Годами неся службу в такой вот колоритной обстановке, Эдуард Карлович сохранял свое добродушие, вполне этой обстановкой владея, покуда оставалась мирною она. К афганским соседям, диковатым, не чуждым анархии и жестокости, он относился с насмешливым пониманием, очевидно симпатизируя молодцеватой повадке их солдат, говорящей о бодрости духа и простодушии, столь ценимых всегда в русской армии.
Китайский сосед не причинял беспокойства Памирскому отряду, пока пребывал в Кашгаре консул Петровский. Мечталось иметь бы такого же своего человека где-либо в Файзабаде или Мазари-Шарифе. Мечты пустые: афганцы туда и англичан-то лишь погостить допускали. С уходом Петровского в отставку и началом несчастной японской войны бряцанье оружием стало слышаться и в Кашгарии. Китай пока еще не определял по-настоящему лицо китайского Туркестана, все-то еще исламского и далай-ламского. Китайскими там были, в основном, войска, уже вбирающие в свои ряды местных кочевников. Этими китайцами потешными Кивекэс пренебрегал ворчливо, обстраивая, однако, от них свои погранпосты крепостцами.
"Мне очень понравилось выбранное Вами для Кызыл-рабатского поста место. Там теперь маленький курган (укрепление. — Прим. автора), казарма, конюшня и пр. Ретивый и толковый Щербинин заменяет там вполне офицера. На Ран-куле строю тоже, не спросивши разрешения, на хоз.средства отряда такой же курган, как на К.-рабате, и заготовляю для обоих постов на зиму сено" (А.Е.Снесареву. VIII. 1905. ).

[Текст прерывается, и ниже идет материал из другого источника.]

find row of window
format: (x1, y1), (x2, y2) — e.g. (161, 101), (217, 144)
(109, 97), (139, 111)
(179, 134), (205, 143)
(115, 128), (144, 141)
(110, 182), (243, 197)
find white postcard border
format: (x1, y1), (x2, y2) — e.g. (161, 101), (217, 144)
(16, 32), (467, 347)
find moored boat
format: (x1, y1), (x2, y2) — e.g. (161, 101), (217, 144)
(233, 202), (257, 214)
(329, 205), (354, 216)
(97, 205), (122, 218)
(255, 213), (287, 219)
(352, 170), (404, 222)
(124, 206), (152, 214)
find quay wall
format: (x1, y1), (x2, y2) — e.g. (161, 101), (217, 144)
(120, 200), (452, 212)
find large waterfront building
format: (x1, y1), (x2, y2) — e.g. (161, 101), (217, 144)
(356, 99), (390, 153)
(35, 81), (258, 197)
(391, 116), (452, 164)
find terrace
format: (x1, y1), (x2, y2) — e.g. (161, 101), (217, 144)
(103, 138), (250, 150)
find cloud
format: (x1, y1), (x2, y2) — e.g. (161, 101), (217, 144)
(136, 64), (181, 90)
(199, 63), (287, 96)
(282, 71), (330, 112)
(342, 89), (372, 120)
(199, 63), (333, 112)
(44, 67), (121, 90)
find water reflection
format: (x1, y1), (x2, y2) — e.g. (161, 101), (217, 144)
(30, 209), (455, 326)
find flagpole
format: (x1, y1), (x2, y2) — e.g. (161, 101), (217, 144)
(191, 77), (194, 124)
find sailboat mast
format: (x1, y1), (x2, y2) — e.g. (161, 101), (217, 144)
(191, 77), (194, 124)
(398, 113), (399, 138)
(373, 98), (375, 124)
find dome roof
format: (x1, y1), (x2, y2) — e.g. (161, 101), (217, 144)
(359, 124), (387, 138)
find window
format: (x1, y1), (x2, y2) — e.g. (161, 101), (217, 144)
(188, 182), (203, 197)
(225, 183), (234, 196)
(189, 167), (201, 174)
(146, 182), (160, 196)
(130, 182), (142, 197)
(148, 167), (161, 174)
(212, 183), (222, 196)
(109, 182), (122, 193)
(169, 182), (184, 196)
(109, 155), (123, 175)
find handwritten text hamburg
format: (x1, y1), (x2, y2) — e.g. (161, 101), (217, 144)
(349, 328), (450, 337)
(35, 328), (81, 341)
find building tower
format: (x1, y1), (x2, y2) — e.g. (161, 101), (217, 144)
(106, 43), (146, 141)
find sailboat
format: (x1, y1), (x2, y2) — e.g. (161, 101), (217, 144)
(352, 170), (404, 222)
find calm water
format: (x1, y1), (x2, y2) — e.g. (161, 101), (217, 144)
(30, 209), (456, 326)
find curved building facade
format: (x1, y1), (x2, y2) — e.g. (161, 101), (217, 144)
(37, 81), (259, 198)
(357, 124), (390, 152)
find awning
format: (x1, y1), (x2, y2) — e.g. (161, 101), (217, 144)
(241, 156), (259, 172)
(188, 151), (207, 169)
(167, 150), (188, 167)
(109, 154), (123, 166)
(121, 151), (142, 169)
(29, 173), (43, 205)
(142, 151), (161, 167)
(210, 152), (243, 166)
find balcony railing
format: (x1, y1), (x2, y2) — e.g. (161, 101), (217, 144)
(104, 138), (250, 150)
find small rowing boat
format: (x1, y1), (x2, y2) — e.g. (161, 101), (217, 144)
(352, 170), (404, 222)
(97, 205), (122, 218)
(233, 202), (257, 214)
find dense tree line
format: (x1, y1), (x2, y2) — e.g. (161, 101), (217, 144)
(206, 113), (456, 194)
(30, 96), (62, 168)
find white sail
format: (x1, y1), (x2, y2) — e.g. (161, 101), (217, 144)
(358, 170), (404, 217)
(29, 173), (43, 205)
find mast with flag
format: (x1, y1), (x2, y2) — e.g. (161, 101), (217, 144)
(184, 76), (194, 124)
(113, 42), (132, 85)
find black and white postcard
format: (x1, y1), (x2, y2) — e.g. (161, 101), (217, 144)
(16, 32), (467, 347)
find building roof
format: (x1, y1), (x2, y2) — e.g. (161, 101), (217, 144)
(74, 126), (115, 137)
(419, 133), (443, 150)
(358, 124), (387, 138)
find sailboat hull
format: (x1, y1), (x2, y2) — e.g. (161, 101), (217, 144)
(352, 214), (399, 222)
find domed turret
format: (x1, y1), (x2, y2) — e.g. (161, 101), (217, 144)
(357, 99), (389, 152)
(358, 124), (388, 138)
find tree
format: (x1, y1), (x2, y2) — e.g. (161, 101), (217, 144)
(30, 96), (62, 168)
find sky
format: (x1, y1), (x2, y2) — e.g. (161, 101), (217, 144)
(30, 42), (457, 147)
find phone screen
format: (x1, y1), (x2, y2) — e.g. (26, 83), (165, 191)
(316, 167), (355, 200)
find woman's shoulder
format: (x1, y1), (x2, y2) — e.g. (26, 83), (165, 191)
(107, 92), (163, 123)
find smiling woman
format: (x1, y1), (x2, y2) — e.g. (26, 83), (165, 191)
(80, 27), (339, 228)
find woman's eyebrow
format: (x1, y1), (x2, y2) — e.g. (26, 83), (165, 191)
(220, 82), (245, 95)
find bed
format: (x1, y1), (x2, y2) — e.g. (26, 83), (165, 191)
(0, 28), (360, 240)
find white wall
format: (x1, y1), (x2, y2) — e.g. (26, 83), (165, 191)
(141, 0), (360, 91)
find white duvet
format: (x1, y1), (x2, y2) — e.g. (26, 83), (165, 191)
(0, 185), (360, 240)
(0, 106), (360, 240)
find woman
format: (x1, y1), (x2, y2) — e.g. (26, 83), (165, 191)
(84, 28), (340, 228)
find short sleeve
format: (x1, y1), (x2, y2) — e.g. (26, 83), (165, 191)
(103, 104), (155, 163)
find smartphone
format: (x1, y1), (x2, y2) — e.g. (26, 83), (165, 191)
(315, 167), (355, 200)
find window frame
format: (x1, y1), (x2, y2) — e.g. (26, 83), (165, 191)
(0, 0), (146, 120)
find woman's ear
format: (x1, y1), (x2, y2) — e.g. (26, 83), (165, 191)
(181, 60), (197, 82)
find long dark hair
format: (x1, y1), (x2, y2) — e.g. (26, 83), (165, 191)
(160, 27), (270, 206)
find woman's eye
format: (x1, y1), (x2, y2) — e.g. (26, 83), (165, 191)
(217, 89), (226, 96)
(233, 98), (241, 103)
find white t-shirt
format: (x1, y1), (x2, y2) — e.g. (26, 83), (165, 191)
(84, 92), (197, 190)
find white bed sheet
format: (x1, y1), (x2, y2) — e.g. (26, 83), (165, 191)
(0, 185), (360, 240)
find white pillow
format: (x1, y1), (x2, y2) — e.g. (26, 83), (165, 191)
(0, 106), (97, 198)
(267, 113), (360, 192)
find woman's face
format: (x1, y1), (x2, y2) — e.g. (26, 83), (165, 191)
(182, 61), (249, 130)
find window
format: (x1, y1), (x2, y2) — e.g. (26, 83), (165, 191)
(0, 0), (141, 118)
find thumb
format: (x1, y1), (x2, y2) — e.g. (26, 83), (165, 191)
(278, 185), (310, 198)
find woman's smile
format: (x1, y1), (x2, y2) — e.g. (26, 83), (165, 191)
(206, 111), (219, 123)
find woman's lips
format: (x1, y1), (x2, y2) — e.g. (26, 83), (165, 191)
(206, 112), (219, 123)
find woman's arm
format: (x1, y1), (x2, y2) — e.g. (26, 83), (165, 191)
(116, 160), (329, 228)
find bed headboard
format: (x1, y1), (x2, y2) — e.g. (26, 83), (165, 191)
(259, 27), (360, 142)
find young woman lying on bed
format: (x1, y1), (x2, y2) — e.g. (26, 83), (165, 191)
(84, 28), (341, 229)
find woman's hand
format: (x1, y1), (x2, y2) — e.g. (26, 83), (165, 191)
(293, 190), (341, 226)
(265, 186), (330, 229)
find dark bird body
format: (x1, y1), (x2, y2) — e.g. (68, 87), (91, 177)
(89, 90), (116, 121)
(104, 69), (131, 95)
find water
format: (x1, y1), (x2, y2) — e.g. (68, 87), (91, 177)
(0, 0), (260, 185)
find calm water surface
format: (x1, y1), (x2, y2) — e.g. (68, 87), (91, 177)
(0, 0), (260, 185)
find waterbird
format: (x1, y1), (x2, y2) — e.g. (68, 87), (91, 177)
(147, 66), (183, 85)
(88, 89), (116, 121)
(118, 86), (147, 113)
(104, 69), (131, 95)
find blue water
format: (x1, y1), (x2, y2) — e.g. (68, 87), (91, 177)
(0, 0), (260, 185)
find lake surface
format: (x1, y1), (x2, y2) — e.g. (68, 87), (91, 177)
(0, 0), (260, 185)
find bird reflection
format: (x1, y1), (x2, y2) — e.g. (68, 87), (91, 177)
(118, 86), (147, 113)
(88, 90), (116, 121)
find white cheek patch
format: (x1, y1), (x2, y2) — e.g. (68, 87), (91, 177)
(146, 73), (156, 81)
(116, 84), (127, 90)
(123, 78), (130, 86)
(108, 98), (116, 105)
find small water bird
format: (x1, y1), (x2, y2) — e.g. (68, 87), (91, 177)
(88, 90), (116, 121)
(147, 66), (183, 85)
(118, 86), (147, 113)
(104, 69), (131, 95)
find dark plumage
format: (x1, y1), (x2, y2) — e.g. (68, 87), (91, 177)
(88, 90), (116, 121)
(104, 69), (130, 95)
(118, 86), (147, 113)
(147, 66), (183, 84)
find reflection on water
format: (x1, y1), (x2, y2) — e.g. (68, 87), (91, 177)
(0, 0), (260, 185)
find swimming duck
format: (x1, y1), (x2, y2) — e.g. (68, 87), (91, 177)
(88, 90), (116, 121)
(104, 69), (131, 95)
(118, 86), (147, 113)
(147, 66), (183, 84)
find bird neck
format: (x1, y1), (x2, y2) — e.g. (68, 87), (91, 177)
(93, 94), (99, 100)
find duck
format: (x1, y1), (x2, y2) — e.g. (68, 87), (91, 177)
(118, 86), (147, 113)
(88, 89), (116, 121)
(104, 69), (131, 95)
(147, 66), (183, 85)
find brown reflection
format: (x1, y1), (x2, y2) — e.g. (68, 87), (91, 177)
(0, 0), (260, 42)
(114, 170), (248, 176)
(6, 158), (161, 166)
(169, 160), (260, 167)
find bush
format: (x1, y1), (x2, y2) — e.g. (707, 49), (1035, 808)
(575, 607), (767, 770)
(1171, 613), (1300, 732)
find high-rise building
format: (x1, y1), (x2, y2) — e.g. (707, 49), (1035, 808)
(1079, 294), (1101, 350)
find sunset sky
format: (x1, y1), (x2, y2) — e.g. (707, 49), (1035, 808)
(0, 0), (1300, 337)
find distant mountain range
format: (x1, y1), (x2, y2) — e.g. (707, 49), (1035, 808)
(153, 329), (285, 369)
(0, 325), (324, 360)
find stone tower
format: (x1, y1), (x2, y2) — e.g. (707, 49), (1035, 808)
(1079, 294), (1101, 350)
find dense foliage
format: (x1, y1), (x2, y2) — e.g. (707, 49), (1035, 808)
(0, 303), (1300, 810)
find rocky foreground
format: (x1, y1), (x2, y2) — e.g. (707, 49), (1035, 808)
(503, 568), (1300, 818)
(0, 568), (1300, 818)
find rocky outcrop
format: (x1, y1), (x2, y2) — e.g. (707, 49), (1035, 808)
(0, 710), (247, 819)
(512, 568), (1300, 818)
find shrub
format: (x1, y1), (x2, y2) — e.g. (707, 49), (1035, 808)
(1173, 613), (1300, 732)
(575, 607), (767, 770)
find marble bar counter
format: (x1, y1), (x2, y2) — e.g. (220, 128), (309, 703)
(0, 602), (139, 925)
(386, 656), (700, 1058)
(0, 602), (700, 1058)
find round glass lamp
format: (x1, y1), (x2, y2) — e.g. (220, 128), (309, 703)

Бухара тоже состояла соседом Памирского отряда, соседом тыловым – как владетельница западной половины Памира — на правах суверенного вассала России, без которого давно бы Бухаре под афганцем терпеть, невзирая на хитро-гуманные заступничества Британии, для которой бухарцы старательно качают сведения прямехонько из генерал-губернаторской канцелярии. Положим, особых секретов там и нету, а все ж приятного мало, когда чужой глаз в доме... Правду сказать, невезение русскому Царю с вассалами: и Царство Польское, да и Княжество Финляндское все-то воли жаждут и оттого на революцию надеются, вовсе не разумея, каким таким боком им самим эта всероссийская смута обернется... Заманчиво бы им не в России быть, а состоять при России... Но воли-то вольной не видать вовек никому, отпавшему от Герба Российского... Или Финляндия мало под шведским двоюродным братцем пребывала? А Польшу кто только не кроил!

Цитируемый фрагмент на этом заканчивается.